Par ailleurs, un risque de contagion pourrait se produire dans le périmètre géographique de la Chine. De nombreux pays voisins comme la Malaisie, la Corée du Sud et Taiwan risquent de suivre le chemin de la dévaluation afin de maintenir leurs exportations compétitives. Ces derniers ne veulent pas que la dévaluation du yuan leur porte préjudice. Aucun pays ne souhaite une guerre des changes sans fin et sans vainqueur. Un effet domino risque de se produire dans les pays où la monnaie est liée au dollar (système de peg). Les devises émergentes risquent de connaître une baisse par rapport au billet vert. La baisse des devises émergentes contribue à la guerre des changes entre les différentes économies. La sortie des capitaux des pays émergents va se placer sur les marchés actions et obligations de grandes villes développées telles que New York ou Londres.

En outre, la dévaluation du yuan n'est pas une bonne nouvelle pour l'économie américaine. Si le Dollar continue de s'apprécier par rapport au yuan, la Fed pourrait décider de décaler la hausse de son taux directeur. En souhaitant internationaliser la devise chinoise, le yuan risque de connaître de fortes périodes de volatilité dans les prochaines semaines. Dans cet environnement incertain quelle sera la stratégie chinoise?

La stratégie chinoise

La stratégie chinoise est d'améliorer la compétitivité de la devise. Le yuan est toujours une monnaie contrôlée par les autorités politiques. La Chine souhaite améliorer sa transparence monétaire vis-à-vis des acteurs économiques étrangers. Elle envisage d'ouvrir son marché des changes afin d'attirer davantage d'investisseurs étrangers. Elle veut réformer son marché financier avec une dimension beaucoup plus libérale.

En novembre, le FMI doit décider si le yuan chinois peut intégrer le panier du droit de tirage spécial « DTS ». Aujourd'hui, quatre devises composent ce panier dans lequel nous retrouvons l'euro, le dollar, la livre sterling et le yen. Ce n'est pas à court terme que le yuan deviendra la devise de référence du commerce mondial, mais le FMI souhaite la libre convertibilité de la monnaie chinoise afin de l'intégrer dans son panier de devises de référence. Quels que soient les mécanismes retenus par le gouvernement chinois, sa volonté est de redonner rapidement de l'oxygène à ses exportations. Si les exportations chinoises ne s'améliorent pas, nous devrons nous attendre à d'autres dévaluations du yuan.

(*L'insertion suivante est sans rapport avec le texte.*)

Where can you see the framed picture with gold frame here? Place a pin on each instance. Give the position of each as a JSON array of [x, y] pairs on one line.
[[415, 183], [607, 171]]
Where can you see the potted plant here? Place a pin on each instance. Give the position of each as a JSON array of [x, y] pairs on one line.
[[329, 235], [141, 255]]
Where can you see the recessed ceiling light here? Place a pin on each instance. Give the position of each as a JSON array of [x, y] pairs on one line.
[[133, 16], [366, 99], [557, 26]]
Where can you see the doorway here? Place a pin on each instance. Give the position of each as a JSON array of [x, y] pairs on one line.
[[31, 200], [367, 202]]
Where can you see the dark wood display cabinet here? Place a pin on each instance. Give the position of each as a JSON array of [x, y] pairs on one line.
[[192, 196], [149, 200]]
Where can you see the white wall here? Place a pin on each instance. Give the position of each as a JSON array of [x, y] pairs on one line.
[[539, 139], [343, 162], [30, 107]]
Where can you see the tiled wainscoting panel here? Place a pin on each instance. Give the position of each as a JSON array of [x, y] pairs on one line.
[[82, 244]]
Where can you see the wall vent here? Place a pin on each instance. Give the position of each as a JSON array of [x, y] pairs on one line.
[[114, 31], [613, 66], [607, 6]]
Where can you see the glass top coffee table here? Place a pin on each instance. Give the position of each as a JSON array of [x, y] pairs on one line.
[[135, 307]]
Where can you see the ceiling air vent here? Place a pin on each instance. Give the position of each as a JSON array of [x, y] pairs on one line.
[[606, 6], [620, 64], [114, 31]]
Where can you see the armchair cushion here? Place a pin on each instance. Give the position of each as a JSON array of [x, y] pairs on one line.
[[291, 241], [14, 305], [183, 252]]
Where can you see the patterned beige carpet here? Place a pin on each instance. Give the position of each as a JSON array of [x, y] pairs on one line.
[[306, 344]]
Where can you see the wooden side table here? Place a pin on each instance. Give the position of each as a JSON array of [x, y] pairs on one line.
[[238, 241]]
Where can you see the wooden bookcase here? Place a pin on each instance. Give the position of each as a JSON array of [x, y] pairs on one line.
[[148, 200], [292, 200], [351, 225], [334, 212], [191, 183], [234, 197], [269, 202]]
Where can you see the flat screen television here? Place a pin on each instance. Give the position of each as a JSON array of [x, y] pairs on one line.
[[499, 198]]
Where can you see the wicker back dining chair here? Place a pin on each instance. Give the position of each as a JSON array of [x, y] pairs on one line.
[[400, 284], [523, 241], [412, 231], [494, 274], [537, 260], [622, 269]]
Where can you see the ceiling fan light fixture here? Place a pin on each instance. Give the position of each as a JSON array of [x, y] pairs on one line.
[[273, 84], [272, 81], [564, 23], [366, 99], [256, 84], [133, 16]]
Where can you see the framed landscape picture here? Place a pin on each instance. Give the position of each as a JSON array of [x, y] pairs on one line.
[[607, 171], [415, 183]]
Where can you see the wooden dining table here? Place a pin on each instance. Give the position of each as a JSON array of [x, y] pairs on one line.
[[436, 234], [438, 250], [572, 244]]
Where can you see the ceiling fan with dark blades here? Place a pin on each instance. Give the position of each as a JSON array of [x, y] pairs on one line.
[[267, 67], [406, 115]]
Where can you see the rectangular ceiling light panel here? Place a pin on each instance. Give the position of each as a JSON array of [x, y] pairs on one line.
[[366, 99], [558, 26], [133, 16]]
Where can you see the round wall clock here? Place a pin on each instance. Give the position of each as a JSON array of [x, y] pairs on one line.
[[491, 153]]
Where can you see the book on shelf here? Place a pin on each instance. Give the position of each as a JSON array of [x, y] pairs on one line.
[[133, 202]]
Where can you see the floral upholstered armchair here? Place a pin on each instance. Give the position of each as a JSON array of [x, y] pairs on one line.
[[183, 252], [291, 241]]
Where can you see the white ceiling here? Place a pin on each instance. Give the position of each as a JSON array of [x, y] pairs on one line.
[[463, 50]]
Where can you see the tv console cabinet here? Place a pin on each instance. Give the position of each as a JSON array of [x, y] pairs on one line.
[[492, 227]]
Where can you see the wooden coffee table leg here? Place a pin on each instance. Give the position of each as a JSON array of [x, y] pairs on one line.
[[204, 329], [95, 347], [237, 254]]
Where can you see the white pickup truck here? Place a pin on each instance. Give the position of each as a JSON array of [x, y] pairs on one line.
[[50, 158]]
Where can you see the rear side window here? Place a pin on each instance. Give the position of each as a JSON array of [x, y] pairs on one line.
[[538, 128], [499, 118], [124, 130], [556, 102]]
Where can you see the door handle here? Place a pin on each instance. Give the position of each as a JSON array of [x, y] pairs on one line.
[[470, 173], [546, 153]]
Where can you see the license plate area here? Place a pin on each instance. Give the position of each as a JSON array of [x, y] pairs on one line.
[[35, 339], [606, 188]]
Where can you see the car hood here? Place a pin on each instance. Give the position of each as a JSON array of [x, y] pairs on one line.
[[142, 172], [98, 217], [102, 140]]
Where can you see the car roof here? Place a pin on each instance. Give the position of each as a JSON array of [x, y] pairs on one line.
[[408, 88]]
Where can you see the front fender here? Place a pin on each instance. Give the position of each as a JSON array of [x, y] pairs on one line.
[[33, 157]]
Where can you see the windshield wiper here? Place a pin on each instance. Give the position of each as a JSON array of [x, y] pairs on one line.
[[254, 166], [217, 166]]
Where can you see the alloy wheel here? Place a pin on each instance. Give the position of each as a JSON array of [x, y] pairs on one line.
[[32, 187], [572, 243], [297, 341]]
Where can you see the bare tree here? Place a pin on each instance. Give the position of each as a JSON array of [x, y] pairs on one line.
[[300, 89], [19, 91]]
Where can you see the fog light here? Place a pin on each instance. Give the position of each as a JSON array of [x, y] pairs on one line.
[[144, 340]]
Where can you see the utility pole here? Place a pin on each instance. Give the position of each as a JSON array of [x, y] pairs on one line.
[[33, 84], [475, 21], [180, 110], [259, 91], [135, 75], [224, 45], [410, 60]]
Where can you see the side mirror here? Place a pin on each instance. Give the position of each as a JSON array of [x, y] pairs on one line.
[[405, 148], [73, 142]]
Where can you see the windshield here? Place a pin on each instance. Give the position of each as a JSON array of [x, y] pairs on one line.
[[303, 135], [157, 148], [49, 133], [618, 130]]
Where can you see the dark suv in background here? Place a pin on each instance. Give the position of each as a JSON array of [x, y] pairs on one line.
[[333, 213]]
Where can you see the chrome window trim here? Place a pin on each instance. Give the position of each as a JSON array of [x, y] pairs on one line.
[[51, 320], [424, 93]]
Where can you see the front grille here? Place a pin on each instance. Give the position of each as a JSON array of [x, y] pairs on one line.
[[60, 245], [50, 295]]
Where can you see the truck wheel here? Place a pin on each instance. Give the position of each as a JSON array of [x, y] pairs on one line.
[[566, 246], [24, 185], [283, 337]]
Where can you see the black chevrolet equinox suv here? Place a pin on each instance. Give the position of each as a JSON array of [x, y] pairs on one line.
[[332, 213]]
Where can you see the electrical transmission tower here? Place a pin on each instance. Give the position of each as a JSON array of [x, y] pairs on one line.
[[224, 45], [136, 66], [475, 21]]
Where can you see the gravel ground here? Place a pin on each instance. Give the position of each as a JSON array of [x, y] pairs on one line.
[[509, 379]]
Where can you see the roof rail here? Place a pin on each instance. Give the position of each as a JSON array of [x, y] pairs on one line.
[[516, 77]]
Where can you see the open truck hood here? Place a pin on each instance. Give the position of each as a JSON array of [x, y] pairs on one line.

La Chine doit également composer avec la politique monétaire très souple des banques centrales depuis la crise financière de 2008. En effet, avec la mise en place du quantitative asing et de l'accroissement de la masse monétaire, les banques centrales ont fait monter le prix des marchés actions. Ce n'est que dans les prochaines semaines que nous saurons si l'utilisation de leur taux de change aura permis de relancer l'activité économique chinoise. N'oublions pas que la Banque centrale chinoise finance le déficit budgétaire américain. L'Amérique a besoin de son partenaire commercial et financier pour les importations/exportations et pour financer ses déficits budgétaires. La Chine demeure toujours le premier prêteur des États-Unis et ce dernier ne peut actuellement s'en passer.